Just juggling, costumes, kissing...

Ben would laugh. He was much more the space station type. She’d decided not to call hers a bucket list. It sounded too ambitious. That might come later, after she’d accomplished everything on this one. After she’d learned a little bit about who Penny Wright really was.

Instead, she’d called it the Risk-it List. A list of things she’d never had the nerve to do—though she’d always envied others who did. Things that looked daring, or exciting, or just plain fun. Things that might be mistakes. Things that might make her look silly. Things she had phobias about...

Aha! Phobias!

So seven would be: Ride in a hot air balloon. (fear of heights)

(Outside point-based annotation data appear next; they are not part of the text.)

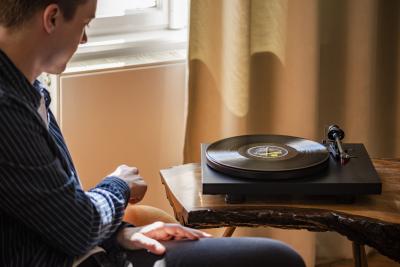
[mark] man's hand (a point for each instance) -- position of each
(135, 182)
(147, 237)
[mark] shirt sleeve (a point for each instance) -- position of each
(36, 189)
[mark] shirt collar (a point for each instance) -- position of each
(16, 83)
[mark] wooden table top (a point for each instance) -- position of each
(372, 220)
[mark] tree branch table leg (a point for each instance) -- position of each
(229, 231)
(360, 258)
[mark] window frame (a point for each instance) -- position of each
(154, 18)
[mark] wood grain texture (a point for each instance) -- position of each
(371, 220)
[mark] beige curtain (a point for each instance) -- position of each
(293, 67)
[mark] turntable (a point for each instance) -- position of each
(260, 166)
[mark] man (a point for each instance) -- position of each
(46, 219)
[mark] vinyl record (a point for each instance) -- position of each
(267, 156)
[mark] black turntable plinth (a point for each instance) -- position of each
(355, 178)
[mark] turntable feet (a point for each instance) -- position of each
(234, 199)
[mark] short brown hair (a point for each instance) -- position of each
(14, 13)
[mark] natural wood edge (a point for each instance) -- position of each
(353, 227)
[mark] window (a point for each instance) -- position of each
(128, 32)
(127, 16)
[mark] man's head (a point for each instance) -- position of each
(14, 13)
(42, 35)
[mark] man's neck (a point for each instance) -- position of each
(20, 48)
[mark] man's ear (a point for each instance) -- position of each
(51, 16)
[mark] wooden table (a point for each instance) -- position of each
(370, 220)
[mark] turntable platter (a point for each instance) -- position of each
(267, 156)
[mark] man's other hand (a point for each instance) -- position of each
(148, 237)
(135, 182)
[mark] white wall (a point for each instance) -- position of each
(133, 116)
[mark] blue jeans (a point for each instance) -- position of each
(219, 252)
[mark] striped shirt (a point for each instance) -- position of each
(46, 219)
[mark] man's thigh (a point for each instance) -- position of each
(219, 252)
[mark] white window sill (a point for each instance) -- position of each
(139, 48)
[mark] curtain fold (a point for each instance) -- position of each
(294, 67)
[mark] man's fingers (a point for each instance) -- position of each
(177, 230)
(152, 245)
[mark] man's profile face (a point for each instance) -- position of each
(66, 37)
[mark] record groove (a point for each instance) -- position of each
(267, 156)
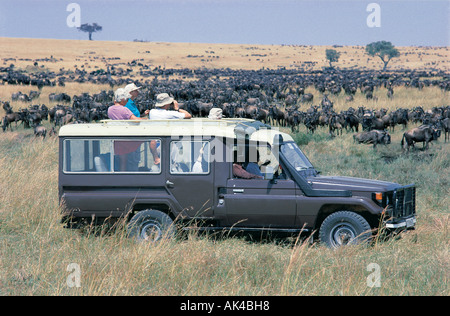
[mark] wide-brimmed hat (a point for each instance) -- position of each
(163, 99)
(215, 114)
(121, 94)
(131, 87)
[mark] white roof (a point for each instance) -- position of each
(175, 128)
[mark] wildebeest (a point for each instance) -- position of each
(445, 124)
(373, 137)
(424, 134)
(40, 130)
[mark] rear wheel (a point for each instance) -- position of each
(344, 228)
(151, 226)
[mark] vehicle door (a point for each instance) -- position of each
(190, 177)
(262, 202)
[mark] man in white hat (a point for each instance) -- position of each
(167, 108)
(133, 90)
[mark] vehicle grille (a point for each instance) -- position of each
(404, 201)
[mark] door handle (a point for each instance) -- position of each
(169, 184)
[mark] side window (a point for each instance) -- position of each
(191, 157)
(109, 155)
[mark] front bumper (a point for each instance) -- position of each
(404, 223)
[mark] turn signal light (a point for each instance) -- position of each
(379, 197)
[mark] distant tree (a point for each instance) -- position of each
(332, 56)
(385, 50)
(88, 28)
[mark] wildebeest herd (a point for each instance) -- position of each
(276, 96)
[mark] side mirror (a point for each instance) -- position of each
(267, 171)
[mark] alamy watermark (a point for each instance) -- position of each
(374, 278)
(74, 18)
(74, 278)
(374, 18)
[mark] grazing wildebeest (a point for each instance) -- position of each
(351, 121)
(9, 118)
(373, 137)
(445, 125)
(424, 134)
(308, 97)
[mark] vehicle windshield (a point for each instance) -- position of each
(295, 156)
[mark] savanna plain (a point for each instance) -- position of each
(36, 252)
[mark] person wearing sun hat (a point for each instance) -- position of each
(167, 108)
(133, 90)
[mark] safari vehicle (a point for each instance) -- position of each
(155, 173)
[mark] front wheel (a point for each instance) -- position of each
(344, 228)
(151, 226)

Take a picture of someone famous. (shyness)

Get a beautiful tattoo. (fear of disapproval)

Kiss a total stranger. (fear of...everything)

Go white-water rafting (fear of dying J)

Make love in a sailboat.

Number Eleven, the white-water rafting, would probably be the scariest. She really, really found the rapids terrifying. So obviously she’d left that till toward the end of the list.

But where had that crazy Number Twelve come from? Was it from some movie she’d seen? Some couple she’d spotted setting off into San Francisco Bay...with her imagination supplying the rest?

“What’s so funny?”

Danny, the ice-cream artist, was at her table, holding a bowl so laden with beautifully arranged sweets that she knew she’d never be able to finish it.

He looked for a safe place to set it down. Flushing, she tilted her legal pad toward her chest to hide it, then felt ridiculous. Why did she care whether he saw it?

“Nothing, really,” she said awkwardly. “I just wrote the wrong thing... You know... I mean I spelled it all wrong.”

Argh. Why did she always feel nervous if she did anything remotely unconventional? She was unconventional, darn it. She was an artist at heart, not a banker. She wanted to dress in flamboyant colors and patterns, and laugh loudly, and lie down on the sidewalk to get the best angle on a snail. She wanted to sing and dance and go to parties—and make love in a sailboat.